In January of 2004, Audrey took her “rhema word” and began praying for a husband. She says, ‘[I prayed that] my husband was out there somewhere, he was alone and that wasn’t good. I was designed for him. I began to tell the Lord that me and my husband had a purpose and a destiny that could only be accomplished with the two of us together.”
She prayed fervently against obstacles and barriers that might stand in the way of God’s will for her and her husband – even before knowing who he was.
“I began to believe this with everything in me. I was excited about the promise even though there was nothing and no one in view. I had to actually know that I was supposed to be married.”
Meanwhile, a tall, handsome man in Audrey’s church named Fred Foster had been watching her from a distance the whole time. He too was praying for his future bride and when to approach her. By April 2004, he gathered his courage and asked Audrey out.
“After the first date, I came home, called my mother and told her that I’d had dinner with my husband,” Audrey recalls. “It didn’t rattle her one bit. That was a big test because my mother is very discerning.”

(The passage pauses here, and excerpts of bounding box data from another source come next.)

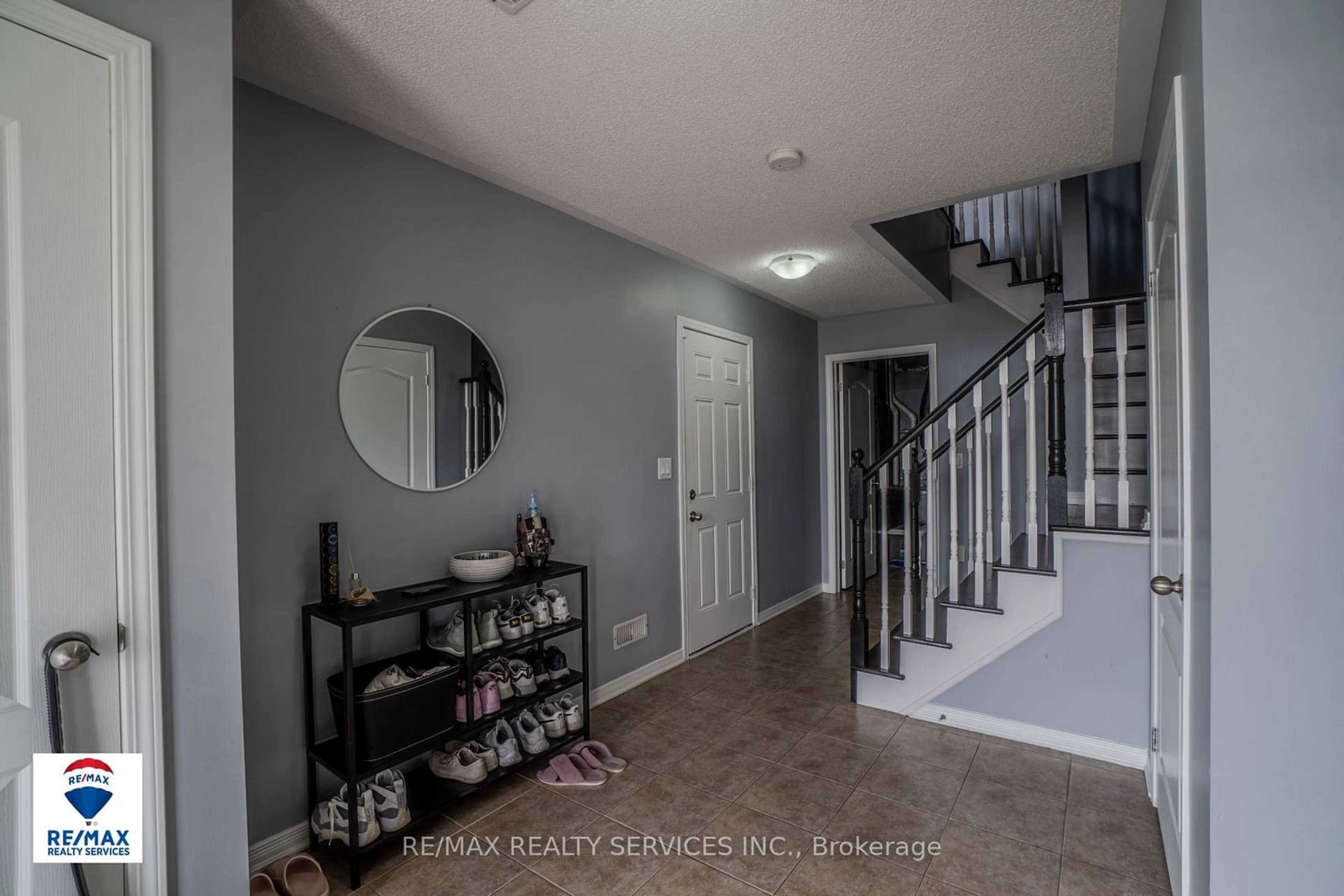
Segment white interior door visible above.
[681,329,755,653]
[1147,82,1191,896]
[340,336,434,489]
[0,19,125,896]
[836,364,879,588]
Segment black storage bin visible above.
[327,650,462,762]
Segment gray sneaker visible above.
[425,614,481,657]
[513,709,551,756]
[429,747,491,784]
[476,608,504,650]
[481,719,523,768]
[536,703,565,738]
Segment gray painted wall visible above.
[936,536,1149,748]
[1204,0,1344,896]
[64,0,247,893]
[235,82,820,841]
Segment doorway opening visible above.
[822,344,938,592]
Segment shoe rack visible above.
[302,560,592,891]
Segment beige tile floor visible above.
[312,595,1168,896]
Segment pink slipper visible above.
[570,740,629,774]
[536,755,606,787]
[266,853,332,896]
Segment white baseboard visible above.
[910,703,1148,768]
[247,821,308,873]
[757,583,822,625]
[589,650,685,707]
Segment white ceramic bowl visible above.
[448,551,513,582]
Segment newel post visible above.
[1043,274,1069,525]
[849,449,868,666]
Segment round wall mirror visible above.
[340,308,505,492]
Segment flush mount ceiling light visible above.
[768,253,817,280]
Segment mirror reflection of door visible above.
[340,336,435,489]
[340,306,505,490]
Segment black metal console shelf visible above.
[302,562,592,889]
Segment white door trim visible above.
[1144,75,1205,893]
[672,314,761,656]
[821,343,938,594]
[0,0,168,896]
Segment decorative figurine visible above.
[517,492,555,570]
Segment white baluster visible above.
[901,445,919,638]
[1050,180,1064,274]
[1036,184,1046,277]
[1115,305,1129,529]
[875,464,891,672]
[923,426,938,641]
[947,405,957,603]
[985,414,995,575]
[1017,189,1027,280]
[1083,308,1097,525]
[970,380,985,607]
[999,357,1012,563]
[1027,333,1040,570]
[989,196,996,258]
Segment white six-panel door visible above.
[680,328,755,653]
[1150,78,1191,896]
[0,19,125,896]
[340,336,435,489]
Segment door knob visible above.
[1148,575,1185,597]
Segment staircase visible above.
[942,183,1063,322]
[848,271,1148,713]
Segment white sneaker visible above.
[527,592,551,629]
[308,784,378,846]
[558,694,583,733]
[513,709,551,756]
[363,666,415,693]
[536,703,565,738]
[484,659,513,700]
[368,768,411,834]
[508,659,536,697]
[481,719,523,768]
[546,588,570,625]
[476,608,504,650]
[429,747,491,784]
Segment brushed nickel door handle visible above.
[1148,575,1185,597]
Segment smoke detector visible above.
[765,149,802,171]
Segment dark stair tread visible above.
[851,643,904,681]
[993,532,1055,575]
[976,258,1021,286]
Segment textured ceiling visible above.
[235,0,1163,317]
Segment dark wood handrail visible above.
[863,313,1046,482]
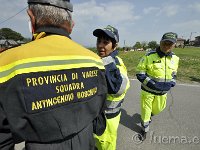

Not about to mess around this time, Audrey put Fred through the test.
“I went through all the necessary checks and balances. He met my parents. He met with one of the pastors at my church. He was scrutinized by anyone who was important in my life. People who I trusted and who knew the Lord gave the OK.”
By June they were engaged and by November 2004, Audrey and Fred became Mr. and Mrs. Foster. Just a few days after her 38th birthday, her dreams had come true, and her prayers were finally answered.
“I had prayed that I would someday marry my best friend, and this guy was an answer to prayer,” she says.
Today, Fred and Audrey are as happy as ever. She loves to remind others: “God’s not playing games, and He desires us to ‘be fruitful and multiply.’ You’re actually one more day closer to meeting your mate.”
Audrey’s Advice for Single Women Over 30
Know your purpose in God and do it.“A long time ago while in the presence of the Lord, the Holy Spirit told me, ‘Be about your Father’s business.’ For me, that was ministering to deaf people. I got busy doing that, and that’s where my husband found me. The first place he laid eyes on me was as I was interpreting my pastor’s message one Sunday morning. I didn’t readily accept that this was my ministry, but imagine if I had never yielded to being in that ministry. There are over 2,000 people at service on any given morning at my church. He may have never spotted me.”
If your destiny includes marriage, stand on the Word.“Find scripture that supports what you are believing for and use that to change your mood. That word should be more than just words on a page; it should be alive.”
Feed your faith and starve your doubts to death.“I realized that the enemy had been separating me from my mate so we couldn’t achieve our destinies in God together. In the past I would get mad at God. Finally my anger was placed correctly — right on the enemy. You have your individual destinies but there’s also something that you as a couple are supposed to fulfill. What better way for the enemy to foil that plan than if the two of you never meet.”
Stay under your covering.“I took my husband to my parents, Christian family, friends, and pastors of my church whom I trusted and considered my covering. If any of these people had said, ‘hold up’, I would have put the brakes on.”
Make sure your prayers are not selfish.“Everything is about God and what He wants out of your life.”
Beware of single friends.“Don’t give ear to people who are struggling with their singleness. Without meaning to they may sabotage your blessing.”
Change your mood on purpose.“When it seems like you’re in a drought, don’t stay in a funk in those dry places. Change your mood on purpose. Some days you’ll do it with gusto, and other days the moodiness might be hard to shake.”